Reading Emerson's "private" writings - journals of this period were not diaries, but were often passed around, so Emerson knew that others would eventually read what his contained - showed me the type of thinker he really was. When he writes extemporaneously, his ideas flow more fluidly, less densely than in his essays. While he reused parts of the journal for his sermons, at first, then, later, his essays, there is a spontaneity that one doesn't find in the published works.
So this Library of America edition is a boon for anyone wanting to discover Emerson's journals. I'm a big fan of the LoA books, for their choice of authors, and the quality and readability of the books themselves. These two volumes are my choice for bedside reading, and, while they only include some 1/6 of the full journals, that is more than enough for most people. (With the price of the HUP edition, affordability is another criterion to take into account.)
If you fall under Emerson's charm, these may end up being books that you read over and over, either starting over from the beginning each time you get to the end, or just dipping into them from time to time.
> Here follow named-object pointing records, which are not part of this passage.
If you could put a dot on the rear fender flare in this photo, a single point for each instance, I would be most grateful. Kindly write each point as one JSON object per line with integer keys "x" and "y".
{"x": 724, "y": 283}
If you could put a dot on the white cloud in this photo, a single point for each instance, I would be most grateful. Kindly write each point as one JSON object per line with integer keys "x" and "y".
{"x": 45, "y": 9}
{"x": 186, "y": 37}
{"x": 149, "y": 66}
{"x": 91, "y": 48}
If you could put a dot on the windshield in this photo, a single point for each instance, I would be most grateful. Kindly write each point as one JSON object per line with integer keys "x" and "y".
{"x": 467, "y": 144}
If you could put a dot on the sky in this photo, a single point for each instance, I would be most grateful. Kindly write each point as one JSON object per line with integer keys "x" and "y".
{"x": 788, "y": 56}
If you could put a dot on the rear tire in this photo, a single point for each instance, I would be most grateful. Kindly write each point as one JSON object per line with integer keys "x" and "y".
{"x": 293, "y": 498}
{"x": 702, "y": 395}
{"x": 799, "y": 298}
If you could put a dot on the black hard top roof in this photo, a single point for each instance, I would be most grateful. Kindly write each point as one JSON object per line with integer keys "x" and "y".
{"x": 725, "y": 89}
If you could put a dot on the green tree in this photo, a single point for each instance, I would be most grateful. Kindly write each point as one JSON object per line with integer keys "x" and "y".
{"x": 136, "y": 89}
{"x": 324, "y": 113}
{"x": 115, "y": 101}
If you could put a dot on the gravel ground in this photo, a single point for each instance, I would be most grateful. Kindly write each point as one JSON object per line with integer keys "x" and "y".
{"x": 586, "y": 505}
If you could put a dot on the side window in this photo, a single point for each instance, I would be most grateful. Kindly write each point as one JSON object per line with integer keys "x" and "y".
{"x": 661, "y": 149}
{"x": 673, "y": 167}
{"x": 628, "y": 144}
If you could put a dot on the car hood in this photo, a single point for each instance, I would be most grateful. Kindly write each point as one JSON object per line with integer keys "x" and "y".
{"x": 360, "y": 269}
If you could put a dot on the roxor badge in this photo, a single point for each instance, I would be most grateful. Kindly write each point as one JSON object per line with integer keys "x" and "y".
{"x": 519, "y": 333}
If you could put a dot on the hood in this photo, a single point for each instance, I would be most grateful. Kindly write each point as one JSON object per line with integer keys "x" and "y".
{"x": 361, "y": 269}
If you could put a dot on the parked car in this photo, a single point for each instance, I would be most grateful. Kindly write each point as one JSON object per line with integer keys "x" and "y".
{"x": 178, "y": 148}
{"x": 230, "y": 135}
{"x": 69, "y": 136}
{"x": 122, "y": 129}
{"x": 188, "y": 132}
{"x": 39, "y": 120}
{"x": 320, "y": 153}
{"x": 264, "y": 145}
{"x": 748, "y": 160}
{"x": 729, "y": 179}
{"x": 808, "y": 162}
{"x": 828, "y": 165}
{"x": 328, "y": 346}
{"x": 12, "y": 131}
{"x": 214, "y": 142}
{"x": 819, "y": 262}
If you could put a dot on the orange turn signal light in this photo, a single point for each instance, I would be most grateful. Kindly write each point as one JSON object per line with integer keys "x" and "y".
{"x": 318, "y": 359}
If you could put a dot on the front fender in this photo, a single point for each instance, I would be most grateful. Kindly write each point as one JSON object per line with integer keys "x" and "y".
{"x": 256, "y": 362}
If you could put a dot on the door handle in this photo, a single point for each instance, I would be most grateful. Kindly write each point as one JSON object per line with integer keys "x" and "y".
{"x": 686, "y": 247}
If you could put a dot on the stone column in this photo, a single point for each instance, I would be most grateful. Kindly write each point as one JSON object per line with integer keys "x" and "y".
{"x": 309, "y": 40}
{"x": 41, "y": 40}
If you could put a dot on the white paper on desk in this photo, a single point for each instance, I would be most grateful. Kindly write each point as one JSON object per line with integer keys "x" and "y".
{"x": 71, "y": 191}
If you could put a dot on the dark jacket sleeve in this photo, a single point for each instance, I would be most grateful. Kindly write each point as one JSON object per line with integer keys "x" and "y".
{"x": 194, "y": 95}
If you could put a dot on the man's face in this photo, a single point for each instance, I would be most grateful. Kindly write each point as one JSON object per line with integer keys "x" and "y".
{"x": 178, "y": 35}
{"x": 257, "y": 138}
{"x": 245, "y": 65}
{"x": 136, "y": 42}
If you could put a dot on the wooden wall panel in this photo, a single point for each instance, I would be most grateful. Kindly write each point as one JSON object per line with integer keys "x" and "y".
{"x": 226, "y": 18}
Lawrence Rosenwald has made a judicious selection of journal entries, giving these two volumes a feeling of completeness, even if they are but a fraction of the whole.
Those wanting to go further might want to pick up (or borrow from a library), the obscenely expensive Emerson and the Art of the Diary, which looks at Emerson's production of his journals, and looks at journal writing in general. It's a fine handbook to accompany these two volumes. If only OUP would release an affordable paperback edition of the book, more readers of the journals would be likely to buy it.